En outre, Bégaudeau brocarde la réalité augmentée qui s’apparente selon lui à une réalité diminuée. Extrait de sa chair, dévitalisé, l’individu contemporain doit compenser son manque de rapport au réel par une surexposition à des technologies de plus en plus sophistiquées. Or, « le réel, c’est quand on se cogne » disait Lacan. À la manière de Frédéric Lordon, l’auteur nous livre un ultimatum : le capitalocide ou l’anthropocide. Au moment où les marchands préfèrent l’apocalypse à la faillite, il est vital de questionner le mode de production économique qui met en péril l’habitabilité de la planète Terre.

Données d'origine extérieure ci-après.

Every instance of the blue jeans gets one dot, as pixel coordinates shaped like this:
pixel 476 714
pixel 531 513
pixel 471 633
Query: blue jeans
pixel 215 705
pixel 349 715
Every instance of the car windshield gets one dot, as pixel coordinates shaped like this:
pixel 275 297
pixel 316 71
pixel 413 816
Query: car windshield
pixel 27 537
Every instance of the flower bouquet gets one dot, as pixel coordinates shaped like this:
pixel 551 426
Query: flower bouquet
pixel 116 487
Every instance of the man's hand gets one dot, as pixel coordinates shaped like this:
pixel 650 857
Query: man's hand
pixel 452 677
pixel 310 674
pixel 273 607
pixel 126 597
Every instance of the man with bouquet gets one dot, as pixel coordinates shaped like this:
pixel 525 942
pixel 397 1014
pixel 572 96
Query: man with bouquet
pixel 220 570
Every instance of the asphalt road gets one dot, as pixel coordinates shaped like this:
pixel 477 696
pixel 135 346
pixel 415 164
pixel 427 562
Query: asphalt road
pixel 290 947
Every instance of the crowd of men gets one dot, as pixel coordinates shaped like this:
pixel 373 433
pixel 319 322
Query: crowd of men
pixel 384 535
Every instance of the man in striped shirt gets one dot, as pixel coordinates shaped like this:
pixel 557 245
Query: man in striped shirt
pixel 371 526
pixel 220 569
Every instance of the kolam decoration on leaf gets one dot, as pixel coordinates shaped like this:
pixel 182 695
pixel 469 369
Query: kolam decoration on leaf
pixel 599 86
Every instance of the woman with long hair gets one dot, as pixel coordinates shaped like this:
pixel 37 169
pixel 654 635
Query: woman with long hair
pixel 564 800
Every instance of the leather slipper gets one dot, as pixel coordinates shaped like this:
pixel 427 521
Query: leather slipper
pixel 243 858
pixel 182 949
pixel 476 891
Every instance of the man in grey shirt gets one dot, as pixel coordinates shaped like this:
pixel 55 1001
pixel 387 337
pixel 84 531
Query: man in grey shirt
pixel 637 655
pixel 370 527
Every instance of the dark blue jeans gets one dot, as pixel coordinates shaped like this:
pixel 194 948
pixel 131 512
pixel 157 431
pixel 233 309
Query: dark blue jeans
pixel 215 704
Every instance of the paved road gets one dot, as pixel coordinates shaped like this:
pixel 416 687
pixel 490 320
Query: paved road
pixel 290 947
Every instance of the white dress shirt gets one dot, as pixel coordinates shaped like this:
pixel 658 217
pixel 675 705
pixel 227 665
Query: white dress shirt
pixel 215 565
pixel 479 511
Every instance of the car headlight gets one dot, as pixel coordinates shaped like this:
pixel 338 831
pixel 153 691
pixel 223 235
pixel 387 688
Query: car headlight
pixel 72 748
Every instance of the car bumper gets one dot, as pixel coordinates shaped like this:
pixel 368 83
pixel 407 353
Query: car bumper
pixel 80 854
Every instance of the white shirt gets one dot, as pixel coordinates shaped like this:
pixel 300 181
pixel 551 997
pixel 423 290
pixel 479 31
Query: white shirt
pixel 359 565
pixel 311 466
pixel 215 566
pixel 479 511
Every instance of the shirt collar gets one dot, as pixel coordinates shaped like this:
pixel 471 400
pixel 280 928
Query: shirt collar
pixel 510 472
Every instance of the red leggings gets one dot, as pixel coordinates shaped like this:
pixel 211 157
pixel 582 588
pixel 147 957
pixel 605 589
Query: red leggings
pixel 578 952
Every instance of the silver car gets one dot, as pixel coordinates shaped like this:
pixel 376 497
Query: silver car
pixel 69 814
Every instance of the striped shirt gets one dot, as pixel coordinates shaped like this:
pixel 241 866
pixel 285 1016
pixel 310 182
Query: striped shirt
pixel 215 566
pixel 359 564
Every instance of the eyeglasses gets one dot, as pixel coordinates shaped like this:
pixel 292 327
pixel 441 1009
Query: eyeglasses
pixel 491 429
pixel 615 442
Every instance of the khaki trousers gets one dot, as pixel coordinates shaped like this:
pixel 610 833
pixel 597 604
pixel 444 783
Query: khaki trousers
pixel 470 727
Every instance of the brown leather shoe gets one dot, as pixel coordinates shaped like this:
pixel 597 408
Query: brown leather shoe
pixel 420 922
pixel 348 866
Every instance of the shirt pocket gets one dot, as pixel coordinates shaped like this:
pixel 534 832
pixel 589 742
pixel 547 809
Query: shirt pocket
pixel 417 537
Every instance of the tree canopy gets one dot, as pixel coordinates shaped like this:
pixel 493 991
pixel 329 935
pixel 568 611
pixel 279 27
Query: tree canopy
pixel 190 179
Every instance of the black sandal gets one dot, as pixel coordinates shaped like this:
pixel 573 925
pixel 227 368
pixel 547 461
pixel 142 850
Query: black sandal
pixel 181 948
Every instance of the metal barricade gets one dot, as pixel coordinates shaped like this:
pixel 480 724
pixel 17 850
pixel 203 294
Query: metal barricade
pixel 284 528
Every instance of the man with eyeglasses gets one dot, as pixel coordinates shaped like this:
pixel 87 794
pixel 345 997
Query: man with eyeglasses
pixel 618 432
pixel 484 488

« La bourgeoisie, à l’instar des autres classes dominantes, a tout intérêt à faire de son règne une nécessité anhistorique sans laquelle son ordre social vacillerait. »

La psychologie et le traitement contre la politique

Éditions Gallimard, 1976, 224 p.

Lorsque nous cherchons à définir le mot résilience, deux définitions nous sont données : 1) Valeur caractérisant la résistance au choc d’un métal ; 2) Capacité à surmonter les chocs traumatiques. Comme l’écrit Bégaudeau, la psychologie est reine dans une époque où l’individu reste central. En effet, la résilience évoque la résistance : il faut savoir encaisser. Preuve en est les « opérations Résilience » dont notre société est friande ; le Mal est, nous disent les conservateurs, exogène. Lorsqu’un malheur arrive, il demeure une exception dans un corps social habituellement sain. À ce sujet, l’auteur écrit : « La société est bonne mais cassée, comme il arrive à une côte. Un peu de chirurgie administrative suffira à la remettre sur pied (…) Une société est une bagnole qu’il faut faire rouler. » En effet, il s’agit de perfectionner la raison instrumentale, qui porte sur les moyens dont on règle un problème, sans jamais aborder la raison pratique, celle qui s’occupe des fins morales. En somme, le psychologue remplace le prêtre et le nouvel opium du peuple personnalise les problèmes dont les causes s’établissent le plus souvent dans le dysfonctionnement de notre société. Cependant, ce phénomène de personnalisation ne peut se cantonner à la psychologie, il suffit d’observer la façon dont les « équipes » sur les lieux de travail suppléent au manque de politique. Chacun d’entre nous peut expérimenter que la résilience, dont on nous rebat les oreilles à longueur de journée, n’est, comme le dit l’auteur, qu’« une variante de la soumission ».

À cette psychologisation à outrance s’ajoute une médicalisation à côté de laquelle personne ne peut passer : à la manière de Michel Foucault, Bégaudeau établit une corrélation entre médecine et pouvoir. Si nous ne pouvons oblitérer ses bienfaits, la médecine demeure intriquée au domaine de la marchandise. À l’instar de l’industrie pharmaceutique, le médecin a besoin de malades puisqu’il doit faire du chiffre. En plus des maladies, nos scientifiques se repaissent des « troubles » divers et variés : « N’étant pas une maladie, le trouble ne se guérit pas mais se traite. La nomination du trouble nécessite-justifie un traitement. » Comme son nom l’indique, il nage en eaux troubles, il sème la confusion. En outre, Bégaudeau nous rappelle que « l’accompagnement » supplante de plus en plus le « traitement » : à la manière d’un abonné dépendant de sa connexion Internet, nous bénéficions d’un service addictif qui est aussi un profit de plus pour le Léviathan pharmaceutique.

« Au moment où les marchands préfèrent l’apocalypse à la faillite, il est vital de questionner le mode de production économique qui met en péril l’habitabilité de la planète Terre. »

Insolent et ironique, le dernier ouvrage de François Bégaudeau passe au peigne-fin les termes dont nous ne questionnons plus le bien-fondé. En ces temps troublés par la destruction de nos acquis sociaux, l’essayiste nous offre une analyse linguistique impeccable qui s’appuie sur des situations tangibles, nous donnant ainsi les outils intellectuels pour lutter contre notre aliénation.